Keywords

1 Introduction

In this paper, we are interested in relative camera pose estimation—a task consisting in accurately estimating the location and orientation of the camera with respect to another camera’s reference system. Relative pose estimation is an essential task for many computer vision problems, such as Structure from Motion (SfM), Simultaneous Localisation And Mapping (SLAM), etc. Traditionally, this task can be accomplished by (i) extracting sparse keypoints (e.x. SIFT, SURF), (ii) establishing 2D correspondences between keypoints and (iii) estimating the essential matrix using 5-points or 8-point algorithms [13]. RANSAC is very often used to reject outliers in a robust manner.

This technique, although it has been considered as the de facto standard for many years, presents two main drawbacks. First, the quality of the estimation depends heavily on the correspondence assignment. This is to say, too few correspondences (textureless objects) or too many noisy correspondences (repetitive texture or too much viewpoint change) can lead to surprisingly bad results. Second, the traditional method is able to estimate the translation vector only up to scale (directional vector).

In this paper, our objective is three folds: (i) we propose a system producing more stable results (ii) recovering the full translation vector (iii) and we provide insights regarding relative pose inference (i.e. from absolute pose, regressor etc.).

As pointed out in [20], CNN based methods are able to produce pretty good results in some cases where SIFT-based methods fail (i.e. texture less images). This is the reason why we opted for a global method based on CNN. Inspired by the success of PoseNet [9], we propose a modified Siamese PoseNet for relative camera pose estimation, dubbed as RPNet, with different ways to infer the relative pose. To the best of our knowledge, [12] is the only end-to-end system aiming at solving relative camera pose using deep learning approach. However, their system estimate the translation vector up to scale, while ours produces full translation vectors.

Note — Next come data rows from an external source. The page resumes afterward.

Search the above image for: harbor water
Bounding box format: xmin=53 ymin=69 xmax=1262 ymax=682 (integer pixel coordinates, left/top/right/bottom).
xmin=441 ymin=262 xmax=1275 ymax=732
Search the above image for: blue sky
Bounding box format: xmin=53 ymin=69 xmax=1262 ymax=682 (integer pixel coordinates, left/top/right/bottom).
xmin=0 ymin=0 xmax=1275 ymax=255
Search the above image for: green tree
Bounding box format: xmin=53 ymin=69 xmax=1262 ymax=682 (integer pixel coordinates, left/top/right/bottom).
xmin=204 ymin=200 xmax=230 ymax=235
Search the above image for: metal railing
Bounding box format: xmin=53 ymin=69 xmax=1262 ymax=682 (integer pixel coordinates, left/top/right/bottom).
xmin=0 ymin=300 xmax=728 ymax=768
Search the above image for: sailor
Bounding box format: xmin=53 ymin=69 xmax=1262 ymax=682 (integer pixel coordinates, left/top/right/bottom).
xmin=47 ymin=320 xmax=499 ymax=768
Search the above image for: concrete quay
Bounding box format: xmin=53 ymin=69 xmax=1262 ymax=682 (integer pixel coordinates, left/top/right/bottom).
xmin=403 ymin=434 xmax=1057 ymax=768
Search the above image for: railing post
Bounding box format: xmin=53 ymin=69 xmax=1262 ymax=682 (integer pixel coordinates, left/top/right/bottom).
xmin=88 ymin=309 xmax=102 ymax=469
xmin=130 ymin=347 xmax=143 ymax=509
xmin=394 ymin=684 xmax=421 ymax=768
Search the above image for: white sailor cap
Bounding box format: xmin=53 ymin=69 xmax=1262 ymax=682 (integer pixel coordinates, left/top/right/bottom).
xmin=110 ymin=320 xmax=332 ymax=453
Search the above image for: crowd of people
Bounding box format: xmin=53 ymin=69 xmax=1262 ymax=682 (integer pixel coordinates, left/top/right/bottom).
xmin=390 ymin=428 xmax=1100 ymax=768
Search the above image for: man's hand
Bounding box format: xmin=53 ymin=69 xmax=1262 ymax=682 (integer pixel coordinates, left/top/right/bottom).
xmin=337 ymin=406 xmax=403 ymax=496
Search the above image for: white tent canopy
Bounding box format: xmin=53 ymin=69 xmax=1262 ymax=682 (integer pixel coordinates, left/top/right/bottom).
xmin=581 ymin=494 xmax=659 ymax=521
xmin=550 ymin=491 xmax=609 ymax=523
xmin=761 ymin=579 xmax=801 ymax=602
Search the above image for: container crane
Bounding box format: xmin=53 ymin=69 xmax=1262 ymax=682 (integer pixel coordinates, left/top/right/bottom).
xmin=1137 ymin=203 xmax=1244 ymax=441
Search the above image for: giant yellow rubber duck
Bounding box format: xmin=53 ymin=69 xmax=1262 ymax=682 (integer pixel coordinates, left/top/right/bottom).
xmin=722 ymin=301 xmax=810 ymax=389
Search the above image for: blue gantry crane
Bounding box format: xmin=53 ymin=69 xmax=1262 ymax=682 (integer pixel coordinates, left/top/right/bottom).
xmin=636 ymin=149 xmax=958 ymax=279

The rest of the paper is organized as follows: Sect. 2 presents the related work. Section 3 introduces the network architecture and the training methodology. Section 4 discusses the datasets and presents the experimental validation of the approach. Finally, Sect. 5 concludes the paper.

2 State of the Art

Local Keypoint-Based Approaches. They address relative camera pose estimation using the epipolar geometry between 2D-2D correspondences of keypoints. Early attempts aimed at better engineering interest point detectors to focus on interesting image properties such as corners [6], blobs in scale-space [10], regions [11], or speed [2, 16, 18] etc. More recently, there is a growing interest to train interest point detectors together with the matching function [4, 5, 17, 19, 23]. LIFT [21] adopted the traditional pipeline combining a detector, an orientation estimator, and a descriptor, tied together with differentiable operations and learned end-to-end. [1] proposed a multitask network with different sub-branches to operate on varying input sizes. [4] proposed a bootstrapping strategy by first learning on simple synthetic data and increasing the training set with real images in a second time.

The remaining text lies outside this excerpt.